Na concepção de Harris & Lester (2002, p. 3), uma “gramática visual” não foi desenvolvida por produtores de imagens, como ocorreu com a tipografia de Gutenberg. “As pessoas aprenderam a ler palavras, mas nunca aprenderam a ler imagens”. A localização espacial da oficina, onde se montavam as páginas longe da redação, evidenciou essa separação. Na medida em que a oficina se estabelece no computador, as áreas passam a trocar mais informação e enfim, a trabalhar juntas. “Jornalistas visuais e designers gráficos devem estar envolvidos em discussões sobre como uma história pode ser coberta. Na maioria dos casos, devem estar envolvidos no relato e ser incentivados a fazer perguntas” (HARRIS & LESTER, 2002, p. 4). Nas entrevistas para esta tese, os produtores visuais afirmam que a voz dentro da redação foi algo conquistado com o crescimento do digital e a entrada de designers formados na redação.

Harris & Lester (2002, p. 4) lembram que repórteres precisam ser cobrados para “se tornarem visualmente astutos e devem ser encorajados a coletar informações gráficas”. Quanto à formação, aconselham os graduados em jornalismo a serem alfabetizados visualmente, sendo para isso necessário “detectar, selecionar e perceber uma mensagem visual e trabalhar com câmera, computador e software, pesquisar banco de dados, fazer gráficos informativos, combinar palavras com histórias e criar leiautes e designs para mídia impressa e de tela”.

Neste trabalho, considera-se que a visualidade do jornalismo, seja veiculado no impresso ou em ambiente digital, é um híbrido verbo-visual. Na atualidade, incorpora em sua narrativa imagens estáticas e em movimento, assim como o design gráfico, como elementos narrativos em diferentes gradações. Esta investigação só não se interessa pela visualidade praticada pelo telejornalismo, que é visual, embora a produção, circulação e consumo tenham particularidades muito distintas dos veículos de tradição escrita. Entretanto, vídeos fazem parte das grandes reportagens multimídia e devem ser incorporados nas análises. Acredita-se na ideia de Guimarães (2013) de que gráficos, infográficos e imagens explicativas produzidas pelo telejornalismo deveriam ser objeto de investigação do jornalismo visual.
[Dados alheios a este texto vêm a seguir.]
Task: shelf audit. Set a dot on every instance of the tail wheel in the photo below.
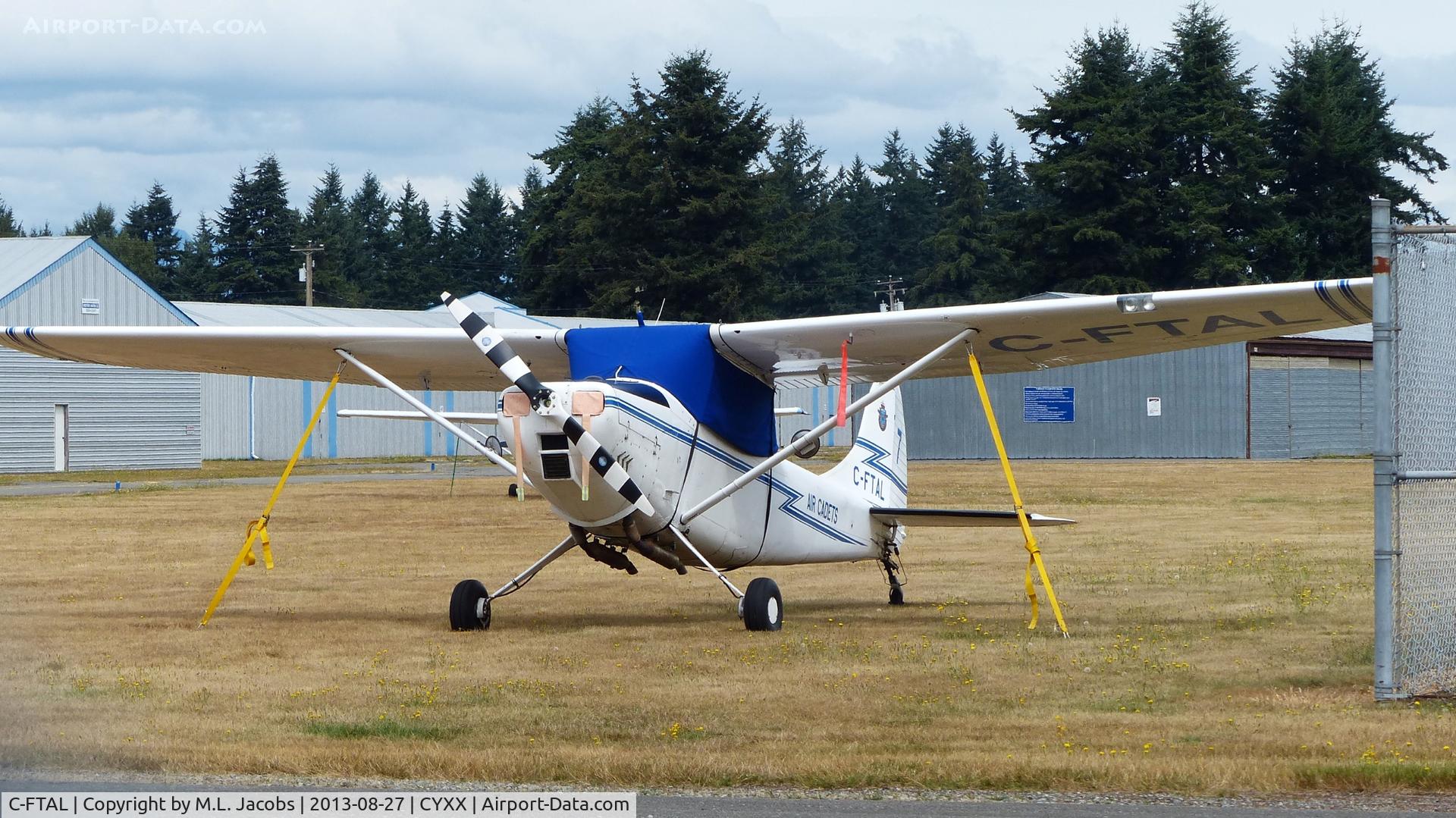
(764, 606)
(469, 606)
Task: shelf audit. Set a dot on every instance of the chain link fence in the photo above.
(1423, 501)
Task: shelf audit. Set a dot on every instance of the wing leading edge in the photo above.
(1034, 335)
(1011, 337)
(962, 517)
(414, 359)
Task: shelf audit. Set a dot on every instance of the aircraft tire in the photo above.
(466, 609)
(764, 606)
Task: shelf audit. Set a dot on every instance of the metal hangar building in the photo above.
(58, 415)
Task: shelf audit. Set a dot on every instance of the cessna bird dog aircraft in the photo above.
(658, 440)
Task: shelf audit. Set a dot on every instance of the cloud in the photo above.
(436, 93)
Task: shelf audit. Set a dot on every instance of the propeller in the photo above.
(544, 402)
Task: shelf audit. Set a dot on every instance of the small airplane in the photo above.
(658, 440)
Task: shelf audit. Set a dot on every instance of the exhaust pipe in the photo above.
(601, 552)
(651, 550)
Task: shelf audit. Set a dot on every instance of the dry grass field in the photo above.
(1219, 612)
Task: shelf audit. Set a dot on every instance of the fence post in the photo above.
(1382, 252)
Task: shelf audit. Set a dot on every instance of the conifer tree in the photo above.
(256, 233)
(369, 227)
(965, 259)
(1216, 208)
(98, 223)
(807, 254)
(411, 270)
(861, 223)
(156, 223)
(908, 204)
(546, 221)
(946, 150)
(1335, 145)
(487, 240)
(1005, 180)
(9, 227)
(197, 270)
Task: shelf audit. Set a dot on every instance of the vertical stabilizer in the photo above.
(877, 465)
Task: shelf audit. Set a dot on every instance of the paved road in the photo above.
(64, 488)
(761, 807)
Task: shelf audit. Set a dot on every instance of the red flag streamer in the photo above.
(843, 381)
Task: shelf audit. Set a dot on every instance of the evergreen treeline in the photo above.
(1149, 171)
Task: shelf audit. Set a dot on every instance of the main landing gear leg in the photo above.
(897, 596)
(469, 603)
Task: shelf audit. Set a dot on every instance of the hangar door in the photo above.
(1305, 406)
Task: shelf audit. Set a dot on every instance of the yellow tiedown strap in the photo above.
(258, 528)
(1021, 511)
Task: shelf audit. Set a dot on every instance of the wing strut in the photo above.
(854, 409)
(469, 440)
(1021, 511)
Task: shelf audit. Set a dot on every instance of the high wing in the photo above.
(962, 517)
(414, 359)
(1011, 337)
(1034, 335)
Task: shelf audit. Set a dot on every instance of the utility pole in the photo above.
(893, 290)
(308, 271)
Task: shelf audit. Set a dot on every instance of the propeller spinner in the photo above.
(544, 402)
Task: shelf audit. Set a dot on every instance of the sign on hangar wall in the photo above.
(1049, 403)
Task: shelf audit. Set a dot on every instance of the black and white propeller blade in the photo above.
(544, 400)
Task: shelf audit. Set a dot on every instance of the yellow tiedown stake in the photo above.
(258, 528)
(1021, 512)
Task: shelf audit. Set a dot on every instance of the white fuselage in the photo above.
(785, 517)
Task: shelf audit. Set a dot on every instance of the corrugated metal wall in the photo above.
(1305, 406)
(1201, 393)
(118, 418)
(281, 408)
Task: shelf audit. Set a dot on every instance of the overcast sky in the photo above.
(102, 98)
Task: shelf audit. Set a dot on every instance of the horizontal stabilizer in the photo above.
(408, 415)
(960, 517)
No jargão da área, essas peças são conhecidas como “arte” e apresentam função estética (composição do cenário), além de explicativa ou didática (gráficos, animações, caracteres). É comum um apresentador de telejornal dizer que prepararam uma “arte”.

Entre os termos expostos, os mais abrangentes para esta investigação são jornalismo visual e jornalismo gráfico. Já o design jornalístico seria um dos elementos fundamentais, assim como o fotojornalismo e outras iconografias. Neste trabalho prefere-se o termo jornalismo visual, porque a pesquisa observa as transformações nas narrativas visuais da imprensa de grande reportagem, ou seja, como utiliza-se a visualidade para contar histórias. Também busca- se uma aproximação com a área originalmente conhecida como programação ou planejamento visual. Admite-se, como conceito norteador, que o jornalismo visual é uma área de especialização destinada à produção de informações representadas por expressões visuais, tais como iconografias (fotografias, ilustrações, infográficos, videografias, quadrinhos, vídeos, animações) e pelo design (leiaute, tipografia, formato, diagramação, cor, materiais de impressão e os demais elementos do projeto gráfico). É a partir desses elementos, em interação com a cultura visual vigente, que se procura entender as características e transformações do jornalismo visual da grande reportagem brasileira.